Ich habe noch massenweise unterschiedlich breite Abschnitte von Bitumen- Schweißbahnen über.
Nun ist mir die Idee gekommen mit diesen Streifen "Steinfolie"   selber zu bauen in dem ich die Bahn soweit anwärme, das ich verschiedene Kieskörnungen sozusagen anklebe, ähnlich wie frischen Beton mit Kies besanden und damit mein Steilufer schützen. 
Ich weiß nur nicht ob das Bitumen giftige Stoffe an das Wasser abgeben?
Das der Rollkies nicht hält schließe ich aus, da ich damit schon "Trockenübungen" gemacht habe. Das kann man schütteln soweit sich die Bahnen schütteln lassen, da fällt nichts ab.
Hat jemand Erfahrung mit Bitumen im Teich?


----------



## Wuzzel (10. Okt. 2011)

*AW: Dachpappe im Teich, geht das?*

Aus dem Bauch heraus würde ich kategorisch sagen das das nix für den Teich ist. 
wenn man aber überlegt, wo diese Bahnen überall eingesetzt werden, dann tendiere ich eher: je nach Bahn vermutlich einsetzbar.  
Es Gibt halt Dachbahnen (als Unterlagsbahn und oft bei Gartenhäusern mitgeliefert) die sind nicht UV Beständig und zersetzen sich sehr schnell. 
Bitumen wird großflächig an Gebäuden eingesetzt , teilweise im direkten Erdverbau. 
Wenn es da schädigende Substanzen gäbe, dann hätte man eigentlich doch schon was hören müssen. 
Ist dieses schwarze Zeug was man zwischen den Steinen an der See zur Küstensicherung findet nicht auch teils Bitumen. Da hätte es doch längst Proteste gegeben. 

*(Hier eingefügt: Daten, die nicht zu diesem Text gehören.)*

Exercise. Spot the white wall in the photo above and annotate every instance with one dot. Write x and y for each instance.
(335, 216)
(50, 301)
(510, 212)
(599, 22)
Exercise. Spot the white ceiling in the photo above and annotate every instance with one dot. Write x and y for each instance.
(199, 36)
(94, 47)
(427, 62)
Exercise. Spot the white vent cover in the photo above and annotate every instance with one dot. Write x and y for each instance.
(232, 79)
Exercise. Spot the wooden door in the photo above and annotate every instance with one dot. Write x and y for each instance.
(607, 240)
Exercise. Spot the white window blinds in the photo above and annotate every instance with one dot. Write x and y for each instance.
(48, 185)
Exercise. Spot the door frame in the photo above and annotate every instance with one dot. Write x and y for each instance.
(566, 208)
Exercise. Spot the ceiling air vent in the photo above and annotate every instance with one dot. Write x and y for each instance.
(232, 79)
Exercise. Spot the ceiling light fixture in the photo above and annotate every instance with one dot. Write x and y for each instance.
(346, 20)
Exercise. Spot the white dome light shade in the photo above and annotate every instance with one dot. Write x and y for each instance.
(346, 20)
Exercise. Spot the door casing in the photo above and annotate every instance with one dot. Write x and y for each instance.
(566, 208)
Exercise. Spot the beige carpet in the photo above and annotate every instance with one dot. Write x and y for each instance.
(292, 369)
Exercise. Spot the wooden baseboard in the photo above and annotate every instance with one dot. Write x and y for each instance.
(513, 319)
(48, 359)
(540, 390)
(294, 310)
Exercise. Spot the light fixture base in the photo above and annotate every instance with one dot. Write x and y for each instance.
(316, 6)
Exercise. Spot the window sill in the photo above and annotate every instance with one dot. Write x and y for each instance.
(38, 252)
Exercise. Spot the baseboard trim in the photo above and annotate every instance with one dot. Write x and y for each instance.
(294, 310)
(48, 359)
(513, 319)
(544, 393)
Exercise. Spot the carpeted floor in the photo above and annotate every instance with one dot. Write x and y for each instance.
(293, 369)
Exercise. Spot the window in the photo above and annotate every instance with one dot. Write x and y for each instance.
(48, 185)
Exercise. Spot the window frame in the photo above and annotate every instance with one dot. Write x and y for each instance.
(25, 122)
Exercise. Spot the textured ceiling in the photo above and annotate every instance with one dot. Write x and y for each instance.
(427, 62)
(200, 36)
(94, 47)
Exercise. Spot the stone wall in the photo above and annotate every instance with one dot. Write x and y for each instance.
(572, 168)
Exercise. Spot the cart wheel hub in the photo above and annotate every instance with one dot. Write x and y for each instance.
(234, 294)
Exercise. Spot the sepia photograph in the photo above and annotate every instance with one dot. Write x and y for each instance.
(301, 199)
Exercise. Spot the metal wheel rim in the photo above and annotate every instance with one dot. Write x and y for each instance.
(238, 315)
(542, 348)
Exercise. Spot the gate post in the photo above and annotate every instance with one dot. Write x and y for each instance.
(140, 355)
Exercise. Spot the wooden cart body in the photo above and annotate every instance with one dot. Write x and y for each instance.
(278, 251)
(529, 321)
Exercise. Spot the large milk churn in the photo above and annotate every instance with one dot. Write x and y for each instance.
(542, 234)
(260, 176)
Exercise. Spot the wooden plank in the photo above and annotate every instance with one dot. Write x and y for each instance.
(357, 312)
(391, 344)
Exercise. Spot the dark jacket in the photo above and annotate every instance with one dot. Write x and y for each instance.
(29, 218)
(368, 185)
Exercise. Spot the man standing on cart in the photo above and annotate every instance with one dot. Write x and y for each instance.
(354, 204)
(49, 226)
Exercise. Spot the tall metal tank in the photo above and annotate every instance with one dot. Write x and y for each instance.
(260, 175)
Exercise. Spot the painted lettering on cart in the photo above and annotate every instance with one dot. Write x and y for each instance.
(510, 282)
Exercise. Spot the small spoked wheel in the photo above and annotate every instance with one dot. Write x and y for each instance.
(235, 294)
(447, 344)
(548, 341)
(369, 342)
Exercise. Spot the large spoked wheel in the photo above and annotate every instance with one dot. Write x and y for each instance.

Ich bin auch gespannt , was es dazu für Meinungen gibt.

Gruß Wuzzel


----------



## Theo (10. Okt. 2011)

*AW: Dachpappe im Teich, geht das?*

Hallo Wuzzel.


Wuzzel schrieb:


> Es Gibt halt Dachbahnen (als Unterlagsbahn und oft bei Gartenhäusern mitgeliefert) die sind nicht UV Beständig und zersetzen sich sehr schnell.
> Ich bin auch gespannt , was es dazu für Meinungen gibt.
> Gruß Wuzzel



Danke für deinen Beitrag.
Bei den Resten die ich habe handelt es sich um Hochwertiges Material das bei einer Dachsanierung einer namhaften Bank anfiel.UV stabil ist das Zeug und auch wenn es kalt ist noch flexibel. Das brachte mich ja auf die Idee damit die Folie zu Kaschieren. Ich sehe die Gefahr im ständigen Kontakt mit dem Wasser.
Mal sehen was noch an Meinungen kommt.


----------



## Benseoo7 (10. Okt. 2011)

*AW: Dachpappe im Teich, geht das?*

Moin Theo,
ich glaube, dass die Absonderung der Bahnen nicht gut ist. Es ist Bitum und hat bestimmt bei Sonneneinstrahlung oder bei bestimmten Temperaturen im Sommer schlechte Eigenschaften. Kann es nicht Garantieren aber ich selber komme vom Bau ( Sporthallen Bau - Schwingböden ). Habe selber mit Voranstrich und Bitumbahnen zur Isolierung der Bodenplatte sehr viel zu tun aber ich an deiner Stelle würde keine Schweißbahnen dafür nehmen. Wie gesagt null erfahrung nur Bauchgefühl. Obwohl das teure Zeug aus dem Markt mit Kies bestreuselt ja auch als Grundlage wohl mit Bitum ist. Ich glaube aber anders behandelt als die Bitumbahnen für`s Dach.

MfG

Ben


----------



## Limnos (11. Okt. 2011)

*AW: Dachpappe im Teich, geht das?*

Hi

Vor Jahren hatte unser regionales Klärwerk einen Klärteich aus Schweißbahnen gebaut. Er wurde ein Eldorado für Wasserflöhe, bzw auch Wasserflohfänger, solange er nicht eingezäunt war. Auch Wasserinsekten waren darin. Ich schließe zwar nicht aus, dass die Schweißbahn irgendetwas abgibt, halte es aber für wenig wahrscheinlich, dass dabei eine Schädigungsschwelle überschritten wird. Immerhin sind in Flüssigbitumen wesentlich mehr an Lösungsmittel, und auch das habe ich nach Trocknen und Ablüften für Teiche schadlos verwendet.

MfG.
Wolfgang


----------



## buddler (11. Okt. 2011)

*AW: Dachpappe im Teich, geht das?*

hallo!
bitumen wird keine chemische verbindung mit wasser (egal ob basisch oder sauer)eingehen.
den einzigen nachteil den du wahrscheinlich erwarten mußt,ist die sprödigkeit des materials bei kälte.nehme mal an,dass die steinchen sich bei kälte dann von den bahnen lösen werden.
bin mal auf den test gespannt.
gruß jörg


----------



## koifischfan (11. Okt. 2011)

*AW: Dachpappe im Teich, geht das?*



> ..., dass die steinchen sich bei kälte dann von den bahnen lösen werden.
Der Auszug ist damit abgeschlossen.